Methods: We analyzed data from the Wellness with Pride study. Six indicators representing health care barriers were included as latent class indicators. LCA was performed in MPlus to identify latent subgroups with varying combined levels of health care barriers. A 3-step approach to modeling was utilized so that the measurement model remained fixed when completing the latent class regression.

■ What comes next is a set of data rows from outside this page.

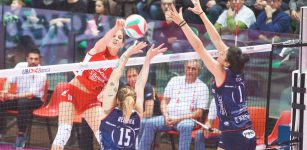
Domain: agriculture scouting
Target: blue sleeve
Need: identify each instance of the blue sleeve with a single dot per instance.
(148, 92)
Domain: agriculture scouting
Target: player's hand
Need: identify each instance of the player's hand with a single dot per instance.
(230, 12)
(211, 3)
(215, 132)
(136, 48)
(2, 96)
(174, 15)
(154, 51)
(120, 23)
(168, 121)
(295, 15)
(197, 8)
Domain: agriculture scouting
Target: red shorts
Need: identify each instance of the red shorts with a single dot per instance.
(81, 100)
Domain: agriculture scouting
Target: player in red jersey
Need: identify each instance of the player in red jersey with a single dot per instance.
(81, 95)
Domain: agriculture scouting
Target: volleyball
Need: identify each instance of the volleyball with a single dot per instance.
(135, 26)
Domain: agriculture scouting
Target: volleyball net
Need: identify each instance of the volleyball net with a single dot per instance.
(62, 46)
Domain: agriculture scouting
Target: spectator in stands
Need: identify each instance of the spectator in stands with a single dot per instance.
(227, 20)
(29, 96)
(73, 6)
(295, 7)
(122, 8)
(19, 21)
(272, 19)
(4, 2)
(258, 7)
(185, 97)
(151, 108)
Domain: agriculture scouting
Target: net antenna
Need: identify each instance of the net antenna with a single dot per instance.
(237, 27)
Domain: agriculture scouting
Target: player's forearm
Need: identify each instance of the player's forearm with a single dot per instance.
(194, 115)
(102, 43)
(192, 38)
(214, 35)
(117, 72)
(142, 79)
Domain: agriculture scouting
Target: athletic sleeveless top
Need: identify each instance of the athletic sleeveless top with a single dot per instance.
(230, 101)
(115, 134)
(95, 79)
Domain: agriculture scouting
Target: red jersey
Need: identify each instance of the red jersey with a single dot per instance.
(95, 79)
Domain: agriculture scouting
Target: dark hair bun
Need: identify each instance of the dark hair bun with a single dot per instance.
(244, 58)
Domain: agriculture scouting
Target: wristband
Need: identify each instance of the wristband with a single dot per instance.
(183, 24)
(200, 13)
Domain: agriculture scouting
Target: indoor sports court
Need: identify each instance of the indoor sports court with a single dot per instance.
(58, 59)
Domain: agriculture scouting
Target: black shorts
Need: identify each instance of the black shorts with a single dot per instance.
(238, 140)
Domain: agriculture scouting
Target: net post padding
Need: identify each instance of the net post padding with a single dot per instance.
(299, 96)
(303, 34)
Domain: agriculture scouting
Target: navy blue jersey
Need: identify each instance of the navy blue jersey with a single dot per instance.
(115, 134)
(230, 102)
(149, 94)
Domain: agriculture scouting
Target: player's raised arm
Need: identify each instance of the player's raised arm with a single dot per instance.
(108, 94)
(142, 78)
(213, 66)
(101, 44)
(214, 35)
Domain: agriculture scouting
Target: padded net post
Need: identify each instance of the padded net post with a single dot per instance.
(303, 59)
(299, 96)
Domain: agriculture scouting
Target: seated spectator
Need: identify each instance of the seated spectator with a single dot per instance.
(258, 7)
(295, 8)
(30, 90)
(227, 20)
(185, 97)
(272, 19)
(45, 4)
(73, 6)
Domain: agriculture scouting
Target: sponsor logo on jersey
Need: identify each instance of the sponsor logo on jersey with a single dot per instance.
(35, 70)
(121, 119)
(248, 133)
(240, 118)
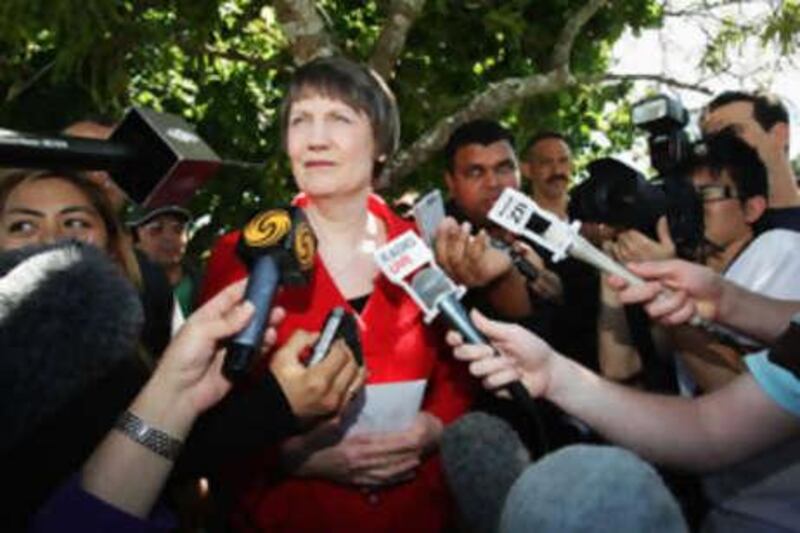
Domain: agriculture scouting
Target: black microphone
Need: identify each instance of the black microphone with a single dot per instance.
(525, 267)
(68, 319)
(439, 292)
(156, 158)
(279, 246)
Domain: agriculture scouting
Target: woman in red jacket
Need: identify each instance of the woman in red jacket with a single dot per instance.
(340, 125)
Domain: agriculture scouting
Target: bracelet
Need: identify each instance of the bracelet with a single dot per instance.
(151, 438)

Results: The final sample included 719 respondents. A six-class model fit best: Class 1’s membership (n= 239; 33.2%) experienced no barriers; Class 2’s membership (n= 72; 10%) experienced fear-driven barriers, i.e., high rates of being “afraid” to seek care with minimal additional barriers; Class 3’s membership (n= 100; 13.9%) experienced multiple barriers and high fear, i.e., moderate rates of cost- and provider-driven barriers, and high rates of deciding care could wait and being afraid to seek care; Class 4’s membership (n= 67; 9.3%) experienced individual-driven barriers, i.e., highest rates of deciding care could wait with no additional barriers; Class 5’s membership (n= 178; 24.8%) experienced multiple barriers and low fear, i.e., moderate cost- and individual-driven barriers, highest rates of provider cancellation, but low rates of being afraid to seek care, and; Class 6’s membership (n=63; 8.8%) experienced cost-driven barriers, i.e., highest rates of difficulties affording care, with few additional barriers. Key regression findings are reported with Class 1 (no barriers) as a reference. Members of Class 2 (fear-driven barriers) were more likely poverty-impacted and to have poor physical health. Members of Class 3 (multiple barriers and high fear) were more likely queer (than lesbian/gay (LG)), women, and to have poor physical and mental health. Members of Class 4 (individual decision barriers) were more likely women, while members of Class 5 (multiple barriers and low fear) were more likely sexually diverse. Members of Class 6 (cost-driven barriers) were more likely poverty impacted and women, and less likely to have health insurance or regular providers.
Conclusions/Implications: Results may inform leveraging resources toward priority populations. Members of Class 6 only endorsed cost as a barrier. This barrier may be mitigated through efforts assisting group members—who were likely poverty-impacted and without insurance or regular providers—through case management and health care navigation support. Alleviating barriers experienced by queer women must be considered. Queer women had higher odds of multiple barriers and high fear in care-seeking, which was associated with poor health and mental health. Though uncertainty remains if fear stemmed from potential COVID-19 exposures or anticipated discrimination, research shows that digital health services may address both factors, promoting increased access to care.